Australian consumers are regularly offered the option to manage their payments on a monthly basis – for utility bills, vehicle registration, instalment plans on major purchases, health insurance and even their life insurance premiums. This takes some of the pain out of personal budgeting.
But it’s a different story for small to medium businesses (SMEs). Even though their revenue may be cyclical or seasonal, they’re still expected to plan for major costs which only occur annually. Yearly invoices for items like fleet registration renewals, accounting and audit fees, and the big ones – annual premiums for property, vehicles, workers’ compensation, public liability, professional indemnity, business interruption and possibly credit insurance – may land in a small business owner’s in-tray all at once.
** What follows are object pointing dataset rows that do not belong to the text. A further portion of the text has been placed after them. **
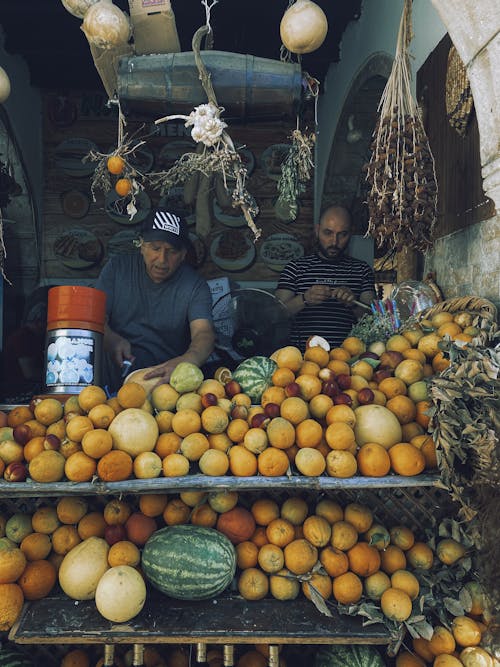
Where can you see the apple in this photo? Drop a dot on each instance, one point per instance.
(209, 399)
(115, 533)
(15, 472)
(292, 389)
(330, 388)
(51, 441)
(272, 410)
(344, 381)
(260, 420)
(366, 396)
(342, 399)
(22, 433)
(239, 412)
(391, 358)
(232, 388)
However, there is a solution, in the shape of insurance premium funding, also known as premium financing. SMEs can arrange their cover through their insurance broker as normal, but the annual premium invoices are paid by their finance provider. The loan to cover the premium costs is repaid by the business in monthly instalments, providing many tangible benefits:
Spread the cost
Instead of being hit with a stack of bills all at once, you can even up the cost throughout the year, making budgeting and cash flow forecasting much easier.
Simplify your accounting
You may be able to aggregate a number of separate premiums into a single loan. This will make your accounting less complicated, since you will only need to make one monthly payment instead of several payments.
Predictable monthly instalments
Once you have organised your premium funding loan, you know exactly how much cash you need to come up with each month in order to cover all your insurance needs. If your revenue is seasonal, it may be possible to spread the loan repayments into periods and amounts which harmonise with your revenue cycle, rather than paying equal monthly instalments.
Lock in the interest rate
This may not seem like much of a benefit in the current low-interest rate environment, but it’s still reassuring to know that your loan will have a fixed interest rate. You can get on with running your business in the knowledge that there will be no unpleasant surprises.
Tax-deductible interest cost
Although taking out a loan to finance your insurance premiums does mean that your cost will be higher, as a result of interest charges and any loan establishment fee, the interest and fees you pay will be tax-deductible business costs.
Free up cash flow
This is the major benefit. Funding your insurance premiums puts you back in control of your business cash flow. You’ll be able to continue purchasing inventory and materials, as well as paying your employees and suppliers without interruption. You might even be able to invest in assets to grow your business.